The proposed new regulations are an outgrowth and expansion of last year’s city restrictions on new fast-food restaurants in a 32-square-mile area of South Los Angeles. The area is home to about 500,000 residents, including those who live in West Adams, Baldwin Hills and Leimert Park.

Motivated by new data focusing on convenience stores, civic activists and a City Council member favor limiting the development of such stores.
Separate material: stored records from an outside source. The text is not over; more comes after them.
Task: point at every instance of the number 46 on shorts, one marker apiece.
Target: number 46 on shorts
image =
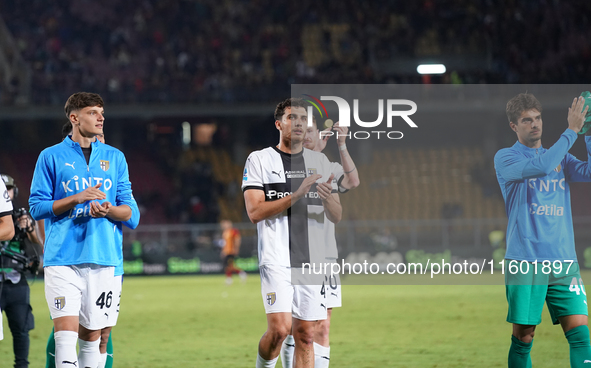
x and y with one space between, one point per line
107 300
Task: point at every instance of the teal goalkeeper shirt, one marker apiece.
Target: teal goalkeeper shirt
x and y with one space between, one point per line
535 186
According to a study by the Rand Corp., a Santa Monica think tank, published last week in the research journal Health Affairs, calories from snacks were a likely culprit of higher obesity rates in South Los Angeles. The authors also found that South Los Angeles had a dramatically higher concentration of the type of small convenience store that sells caloric snacks than other sections of the city.
Separately, researchers looking at the shopping patterns of schoolchildren in urban Philadelphia found that more than half the 800 students they surveyed reported that they shopped at a corner store at least once a day, five times a week. Almost a third visited a store both before and after school.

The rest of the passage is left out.